Udostępnieniu akt sprawy nie stoi na przeszkodzie fakt, iż zawierają one dane osobowe, w tym również dane adresowe i tzw. dane wrażliwe. Trudno zresztą wyobrazić sobie, by np. lekarz podejrzany o błąd medyczny nie mógł zapoznać się ze sporządzoną przez innego lekarza kartą choroby pacjenta, choć w takim przypadku można mówić o danych wrażliwychw rozumieniu art. 27 ustawy z dnia 29 sierpnia 1997 r. o ochronie danych osobowych. Podkreślić jednak należy, iż kodeks postępowania karnego nie zna podziału na dane wrażliwe i inne dane stanowiące materiał dowodowy.
Odnośnie sporządzania i udostępniania protokołów przesłuchania świadków wspomnieć należy, iż stan prawny w tym zakresie uległ zmianie z dniem 8 kwietnia 2015 r. Przed tą datą przesłuchanie świadka rozpoczynało się od zapytania go m.in. o miejsce zamieszkania, co zgodnie z obowiązującymi w procedurze karnej zasadami protokołowania musiało znaleźć odbicie w protokole przesłuchania. Pośrednio wynikało to także z treści art. 333 § 3 kpk, zgodnie z którym prokurator do aktu oskarżenia dołączyć musiał listę osób pokrzywdzonych i świadków do przesłuchania wraz z podaniem ich adresów.
Zgodnie natomiast z art. 191 § 3 kpk w razie uzasadnionej obawy użycia przemocy lub groźby bezprawnej wobec świadka lub osoby najbliższej w związku z jego czynnościami, mógł on zastrzec dane dotyczące miejsca zamieszkania do wyłącznej wiadomości prokuratora lub sądu. W tym wypadku ochrona świadka uzależniona była od jego inicjatywy, przepis nie przewidywał bowiem dokonania zastrzeżenia adresu z urzędu przez prokuratora. Dalej szła natomiast ochrona tzw. świadka anonimowego, którego dane w ogóle nie były stronom ujawniane, ale w omawianej sprawie żadnemu świadkowi status taki nie został nadany. Przed dniem 8 kwietnia 2015 r. brak było przepisu, który umożliwiałby prokuratorowi lub obligował go do utajnienia danych adresowych świadków, którzy nie skorzystali z możliwości zastrzeżenia adresu. Pamiętać bowiem należy, iż w ramach zapoznania się z aktami osoba uprawniona ma prawo uzyskać do wglądu oryginały dokumentów, a nie ich kopie, z których usunięto dane adresowe.
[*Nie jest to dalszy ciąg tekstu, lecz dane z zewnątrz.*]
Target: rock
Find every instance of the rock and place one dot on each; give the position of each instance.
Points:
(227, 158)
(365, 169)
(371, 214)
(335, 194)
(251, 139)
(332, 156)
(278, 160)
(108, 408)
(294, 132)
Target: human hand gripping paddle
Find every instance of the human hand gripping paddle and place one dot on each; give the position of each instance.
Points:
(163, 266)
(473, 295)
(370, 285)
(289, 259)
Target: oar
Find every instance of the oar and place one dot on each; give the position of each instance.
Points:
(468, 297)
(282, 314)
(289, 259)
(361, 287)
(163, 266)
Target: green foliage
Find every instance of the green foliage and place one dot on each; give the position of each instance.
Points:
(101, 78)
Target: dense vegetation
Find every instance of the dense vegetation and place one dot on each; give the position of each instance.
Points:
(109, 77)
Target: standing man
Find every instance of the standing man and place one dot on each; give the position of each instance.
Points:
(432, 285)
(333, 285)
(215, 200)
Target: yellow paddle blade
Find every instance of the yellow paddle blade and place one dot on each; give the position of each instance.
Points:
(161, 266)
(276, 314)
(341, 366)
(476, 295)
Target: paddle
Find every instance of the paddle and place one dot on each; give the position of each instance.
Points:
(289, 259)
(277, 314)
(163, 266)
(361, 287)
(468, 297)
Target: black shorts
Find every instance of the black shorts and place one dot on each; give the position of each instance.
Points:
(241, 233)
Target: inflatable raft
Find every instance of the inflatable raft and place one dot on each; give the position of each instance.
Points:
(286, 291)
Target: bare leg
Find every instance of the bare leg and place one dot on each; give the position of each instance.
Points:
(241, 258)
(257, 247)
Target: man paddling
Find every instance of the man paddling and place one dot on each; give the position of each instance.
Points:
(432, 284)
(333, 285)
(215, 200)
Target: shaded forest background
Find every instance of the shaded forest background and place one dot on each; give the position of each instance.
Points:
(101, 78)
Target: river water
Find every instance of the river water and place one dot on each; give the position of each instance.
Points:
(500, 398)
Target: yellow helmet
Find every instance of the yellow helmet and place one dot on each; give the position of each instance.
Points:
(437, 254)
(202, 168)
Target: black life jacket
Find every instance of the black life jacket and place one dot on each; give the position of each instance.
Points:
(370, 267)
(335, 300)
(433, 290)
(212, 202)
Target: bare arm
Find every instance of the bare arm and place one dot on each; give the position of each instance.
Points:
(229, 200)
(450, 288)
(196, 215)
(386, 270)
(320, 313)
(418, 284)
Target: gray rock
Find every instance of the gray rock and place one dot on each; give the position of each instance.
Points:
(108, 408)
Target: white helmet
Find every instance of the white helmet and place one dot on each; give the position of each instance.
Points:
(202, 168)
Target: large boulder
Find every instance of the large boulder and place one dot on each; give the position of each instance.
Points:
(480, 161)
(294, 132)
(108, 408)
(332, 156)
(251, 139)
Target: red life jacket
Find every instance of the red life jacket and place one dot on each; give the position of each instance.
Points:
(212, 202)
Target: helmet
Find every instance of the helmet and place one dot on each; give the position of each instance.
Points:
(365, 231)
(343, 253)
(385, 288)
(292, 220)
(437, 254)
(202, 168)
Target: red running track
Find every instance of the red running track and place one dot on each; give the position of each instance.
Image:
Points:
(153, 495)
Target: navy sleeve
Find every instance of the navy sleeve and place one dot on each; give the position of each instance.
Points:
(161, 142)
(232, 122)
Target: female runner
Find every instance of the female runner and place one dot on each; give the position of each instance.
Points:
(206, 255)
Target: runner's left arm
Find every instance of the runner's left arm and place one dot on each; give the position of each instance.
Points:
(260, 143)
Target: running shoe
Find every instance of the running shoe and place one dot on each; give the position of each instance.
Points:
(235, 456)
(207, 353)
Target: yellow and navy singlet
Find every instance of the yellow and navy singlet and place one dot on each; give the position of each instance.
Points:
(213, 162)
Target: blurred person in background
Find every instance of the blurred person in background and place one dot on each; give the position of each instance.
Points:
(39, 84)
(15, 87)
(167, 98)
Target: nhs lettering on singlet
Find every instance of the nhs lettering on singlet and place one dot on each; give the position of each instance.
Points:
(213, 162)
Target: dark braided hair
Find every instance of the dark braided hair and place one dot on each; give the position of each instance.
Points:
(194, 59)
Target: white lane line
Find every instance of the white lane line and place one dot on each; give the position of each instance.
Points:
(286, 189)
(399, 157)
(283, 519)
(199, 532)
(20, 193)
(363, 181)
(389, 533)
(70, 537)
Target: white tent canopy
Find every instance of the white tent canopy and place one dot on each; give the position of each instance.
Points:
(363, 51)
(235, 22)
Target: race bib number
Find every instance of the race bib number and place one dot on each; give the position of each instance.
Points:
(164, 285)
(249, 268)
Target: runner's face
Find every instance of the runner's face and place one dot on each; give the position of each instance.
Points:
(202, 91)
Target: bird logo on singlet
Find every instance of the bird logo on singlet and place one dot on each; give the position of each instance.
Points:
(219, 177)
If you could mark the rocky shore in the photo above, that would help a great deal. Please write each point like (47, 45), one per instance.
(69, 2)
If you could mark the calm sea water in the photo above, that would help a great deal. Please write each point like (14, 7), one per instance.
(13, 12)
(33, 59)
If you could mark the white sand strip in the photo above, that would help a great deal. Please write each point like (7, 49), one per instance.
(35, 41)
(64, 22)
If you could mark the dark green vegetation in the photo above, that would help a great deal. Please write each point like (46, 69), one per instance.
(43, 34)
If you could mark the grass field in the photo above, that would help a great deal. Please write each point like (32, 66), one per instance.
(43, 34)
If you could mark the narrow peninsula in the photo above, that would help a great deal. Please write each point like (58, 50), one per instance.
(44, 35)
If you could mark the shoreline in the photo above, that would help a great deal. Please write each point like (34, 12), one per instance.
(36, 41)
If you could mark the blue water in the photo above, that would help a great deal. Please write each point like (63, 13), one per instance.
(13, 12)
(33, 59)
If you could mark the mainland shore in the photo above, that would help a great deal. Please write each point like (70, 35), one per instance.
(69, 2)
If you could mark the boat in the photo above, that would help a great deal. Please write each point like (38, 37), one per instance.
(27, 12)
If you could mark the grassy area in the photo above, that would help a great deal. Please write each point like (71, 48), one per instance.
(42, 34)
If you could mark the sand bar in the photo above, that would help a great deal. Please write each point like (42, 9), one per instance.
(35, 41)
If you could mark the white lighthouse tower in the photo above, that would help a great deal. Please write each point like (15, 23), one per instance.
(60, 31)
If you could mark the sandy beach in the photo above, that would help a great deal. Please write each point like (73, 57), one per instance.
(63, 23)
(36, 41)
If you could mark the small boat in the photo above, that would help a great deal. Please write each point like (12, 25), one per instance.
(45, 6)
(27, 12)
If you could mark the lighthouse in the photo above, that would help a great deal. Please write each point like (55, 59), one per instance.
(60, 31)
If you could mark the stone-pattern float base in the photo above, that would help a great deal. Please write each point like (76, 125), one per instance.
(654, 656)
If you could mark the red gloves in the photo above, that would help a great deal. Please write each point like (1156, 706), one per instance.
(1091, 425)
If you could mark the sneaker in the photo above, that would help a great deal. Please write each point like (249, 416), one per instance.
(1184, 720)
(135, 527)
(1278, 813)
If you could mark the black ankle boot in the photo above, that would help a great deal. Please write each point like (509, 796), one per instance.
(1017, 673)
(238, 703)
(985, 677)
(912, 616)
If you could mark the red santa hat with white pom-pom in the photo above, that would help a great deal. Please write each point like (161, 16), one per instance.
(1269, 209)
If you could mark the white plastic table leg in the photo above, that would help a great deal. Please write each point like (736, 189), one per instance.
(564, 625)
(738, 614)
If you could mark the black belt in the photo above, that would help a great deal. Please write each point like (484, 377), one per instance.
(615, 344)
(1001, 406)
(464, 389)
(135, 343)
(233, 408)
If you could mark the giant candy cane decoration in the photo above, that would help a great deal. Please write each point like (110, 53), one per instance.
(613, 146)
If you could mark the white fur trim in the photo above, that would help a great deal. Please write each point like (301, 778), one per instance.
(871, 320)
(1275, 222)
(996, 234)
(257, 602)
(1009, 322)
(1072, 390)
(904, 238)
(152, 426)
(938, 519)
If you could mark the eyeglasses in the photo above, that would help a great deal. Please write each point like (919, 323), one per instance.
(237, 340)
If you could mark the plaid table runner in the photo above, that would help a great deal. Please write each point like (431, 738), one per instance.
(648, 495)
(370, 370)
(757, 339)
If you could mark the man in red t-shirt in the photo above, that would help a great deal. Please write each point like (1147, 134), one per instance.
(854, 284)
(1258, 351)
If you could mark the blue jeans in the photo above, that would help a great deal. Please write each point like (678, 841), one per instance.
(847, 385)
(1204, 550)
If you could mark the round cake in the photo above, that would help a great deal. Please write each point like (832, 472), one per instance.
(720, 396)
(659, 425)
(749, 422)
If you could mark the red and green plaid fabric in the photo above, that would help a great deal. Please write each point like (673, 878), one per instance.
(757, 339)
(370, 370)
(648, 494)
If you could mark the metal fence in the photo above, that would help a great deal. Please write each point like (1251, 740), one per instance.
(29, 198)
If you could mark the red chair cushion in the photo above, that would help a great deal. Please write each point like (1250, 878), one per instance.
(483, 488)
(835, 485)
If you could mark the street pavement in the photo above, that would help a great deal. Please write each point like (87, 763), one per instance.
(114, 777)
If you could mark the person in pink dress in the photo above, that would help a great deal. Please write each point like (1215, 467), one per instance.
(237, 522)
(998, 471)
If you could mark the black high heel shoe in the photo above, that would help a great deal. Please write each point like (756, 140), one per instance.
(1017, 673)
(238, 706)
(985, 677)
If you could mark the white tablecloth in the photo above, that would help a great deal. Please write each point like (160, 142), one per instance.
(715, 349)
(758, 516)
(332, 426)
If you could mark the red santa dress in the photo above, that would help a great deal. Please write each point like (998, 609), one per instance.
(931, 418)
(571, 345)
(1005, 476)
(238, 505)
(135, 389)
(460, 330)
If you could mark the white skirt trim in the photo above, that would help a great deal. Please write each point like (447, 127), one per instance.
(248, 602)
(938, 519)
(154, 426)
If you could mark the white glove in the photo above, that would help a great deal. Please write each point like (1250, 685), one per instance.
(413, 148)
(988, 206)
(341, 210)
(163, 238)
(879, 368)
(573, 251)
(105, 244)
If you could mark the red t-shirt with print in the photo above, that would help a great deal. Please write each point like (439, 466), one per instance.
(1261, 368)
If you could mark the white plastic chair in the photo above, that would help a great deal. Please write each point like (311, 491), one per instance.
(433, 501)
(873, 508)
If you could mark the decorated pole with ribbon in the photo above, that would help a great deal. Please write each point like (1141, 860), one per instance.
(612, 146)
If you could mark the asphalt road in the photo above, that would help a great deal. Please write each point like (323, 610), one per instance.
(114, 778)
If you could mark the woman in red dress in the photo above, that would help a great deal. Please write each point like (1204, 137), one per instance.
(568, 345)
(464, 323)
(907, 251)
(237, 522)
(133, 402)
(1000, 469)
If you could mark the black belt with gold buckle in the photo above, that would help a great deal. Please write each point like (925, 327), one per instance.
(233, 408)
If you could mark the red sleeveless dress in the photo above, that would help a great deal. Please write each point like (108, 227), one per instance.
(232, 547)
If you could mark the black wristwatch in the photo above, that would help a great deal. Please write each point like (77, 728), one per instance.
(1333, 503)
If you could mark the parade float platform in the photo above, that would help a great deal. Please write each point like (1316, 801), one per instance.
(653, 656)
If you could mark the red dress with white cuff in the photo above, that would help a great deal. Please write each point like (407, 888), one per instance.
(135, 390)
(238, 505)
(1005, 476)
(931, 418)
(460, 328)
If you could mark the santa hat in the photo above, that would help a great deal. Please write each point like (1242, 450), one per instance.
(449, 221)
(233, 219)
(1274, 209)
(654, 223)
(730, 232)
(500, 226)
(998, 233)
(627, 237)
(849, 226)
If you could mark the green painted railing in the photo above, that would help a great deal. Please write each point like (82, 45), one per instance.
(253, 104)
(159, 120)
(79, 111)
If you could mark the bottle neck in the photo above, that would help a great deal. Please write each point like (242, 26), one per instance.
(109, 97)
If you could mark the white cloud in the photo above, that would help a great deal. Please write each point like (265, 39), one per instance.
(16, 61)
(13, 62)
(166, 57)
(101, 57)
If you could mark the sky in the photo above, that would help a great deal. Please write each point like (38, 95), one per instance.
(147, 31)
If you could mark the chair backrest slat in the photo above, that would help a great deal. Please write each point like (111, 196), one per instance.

Przed zmianą ustawy jedyny wyjątek w tym zakresie stanowił protokół świadka incognito.
Zmiana stanu prawnego nastąpiła po wejściu w życie ustawy z dnia 28 listopada 2014 r. o ochronie i pomocy dla pokrzywdzonego i świadka. Obecnie dane dotyczące miejsca zamieszkania i miejsca pracy pokrzywdzonych i świadków zamieszcza się w załączniku do protokołu, co jednak zgodnie z art. 148 § 2a zd. 2 kpk nie dotyczy miejsca pracy świadka, będącego funkcjonariuszem publicznym składającego zeznania w związku z pełnioną funkcją, chyba że dla dobra postępowania karnego nie powinno ono zostać ujawnione w protokole. Nowa regulacja wprowadziła także art. 156a kpk, zgodnie z którym dane lub oryginały dokumentów znajdujące się w załączniku adresowym udostępnia się wyłącznie organom państwowym oraz organom samorządu terytorialnego na ich żądanie. Można je udostępnić także na wniosek innych instytucji lub osób, jeżeli przemawia za tym ich ważny interes. Wreszcie zgodnie z nowym art. 191 § 1b pytania zadawane świadkowi nie mogą zmierzać do ujawnienia jego miejsca zamieszkania ani miejsca pracy, chyba że ma to znaczenie dla rozstrzygnięcia sprawy. Ważną okolicznością jest to, że nowe przepisy art. 148 § 2a-2c ora art. 156a kpk stosuje się do spraw wszczętych po dniu wejścia w życie omawianej ustawy, co oznacza, że nie znajdują one zastosowania do postępowania sygn. V Ds 74/14.
b) praktyka
Co ciekawe, praktyka jeszcze przed wejściem w życie omawianych zmian kodeksu postępowania karnego dostrzegła pewne – w konkretnej sprawie mniej lub bardziej realne – zagrożenia związane z ujawnianiem stronom postępowania danych dotyczących miejsca zamieszkania świadków będących funkcjonariuszami publicznymi. Zwyczajem, by nie powiedzieć – niepisaną zasadą – w przypadku przesłuchiwania funkcjonariuszy Policji było wpisywanie jako adresu świadka adresu jego miejsca pracy. Uproszczenie takie było tolerowane przez sądy, ponieważ podanie adresu zatrudniającej świadka instytucji było wystarczające dla podjęcia kontaktu ze świadkiem i kierowania do niego wezwań, a powód takiej praktyki był aż nadto oczywisty.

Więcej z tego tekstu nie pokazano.